Uma empresa ligada ao núcleo familiar do senador Jaques Wagner (PT-BA), ex-líder do governo Lula, compartilhava endereço, telefone e e-mail com outras 19 pessoas jurídicas, segundo relatório da Polícia Federal no âmbito da investigação sobre o Banco Master. Os documentos foram tornados públicos por um ministro do Supremo Tribunal Federal na quinta-feira, dia 30. A empresa, a BN Representações Tecnológicas, tem como única sócia a mulher do enteado do senador, que é secretário de Meio Ambiente da Bahia.

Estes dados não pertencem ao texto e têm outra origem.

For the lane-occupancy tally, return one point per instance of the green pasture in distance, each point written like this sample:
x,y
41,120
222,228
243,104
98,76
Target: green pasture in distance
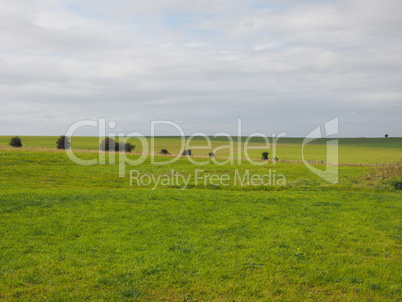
x,y
351,150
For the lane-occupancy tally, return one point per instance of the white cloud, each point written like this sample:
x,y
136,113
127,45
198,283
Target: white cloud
x,y
205,63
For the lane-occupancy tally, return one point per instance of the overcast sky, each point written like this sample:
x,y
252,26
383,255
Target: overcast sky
x,y
281,66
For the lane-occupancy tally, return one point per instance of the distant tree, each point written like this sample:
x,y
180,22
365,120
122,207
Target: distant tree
x,y
63,142
187,152
15,142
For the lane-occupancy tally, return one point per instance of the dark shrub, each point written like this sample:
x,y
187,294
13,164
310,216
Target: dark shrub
x,y
397,184
187,152
63,142
128,147
15,142
109,144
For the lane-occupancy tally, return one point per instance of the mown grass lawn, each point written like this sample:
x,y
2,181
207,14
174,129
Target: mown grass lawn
x,y
199,245
73,233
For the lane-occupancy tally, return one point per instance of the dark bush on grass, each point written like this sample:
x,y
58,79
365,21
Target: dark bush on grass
x,y
15,142
109,144
397,184
128,147
63,142
187,152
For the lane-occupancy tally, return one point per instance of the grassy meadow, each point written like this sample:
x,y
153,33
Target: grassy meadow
x,y
70,232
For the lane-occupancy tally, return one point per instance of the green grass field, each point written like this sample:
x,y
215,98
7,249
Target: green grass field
x,y
351,150
72,233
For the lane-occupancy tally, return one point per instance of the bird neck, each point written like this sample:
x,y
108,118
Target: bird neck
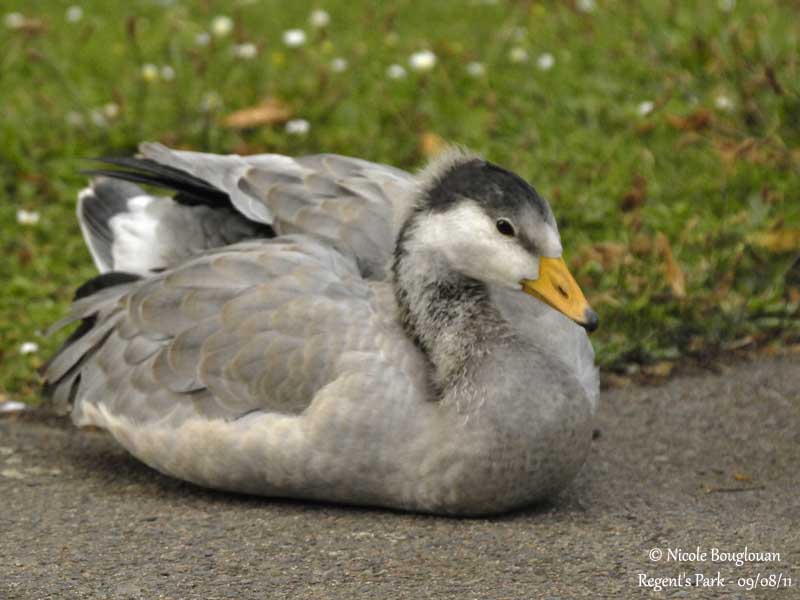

Até o momento, apenas um veículo, de perfil de centro, cobriu o caso em detalhe, relatando a trajetória da empresa. Fundada em 2019 como uma floricultura, sob o nome de Vamos Florir Comércio de Flores, ela atuava na venda de plantas, ornamentação e organização de eventos. Em janeiro de 2026, mudou de razão social, passou a atuar no setor de tecnologia e transferiu sua sede de Salvador para o município de Igaporã, no interior baiano. No novo endereço, a Polícia Federal identificou outros 20 CNPJs registrados na mesma sala comercial. Desses, 19 usavam o mesmo telefone e o mesmo e-mail da BN Representações, que, segundo a apuração, não tinha histórico de funcionários formalmente registrados. Dezessete das empresas instaladas no local compartilhavam ainda o mesmo contador.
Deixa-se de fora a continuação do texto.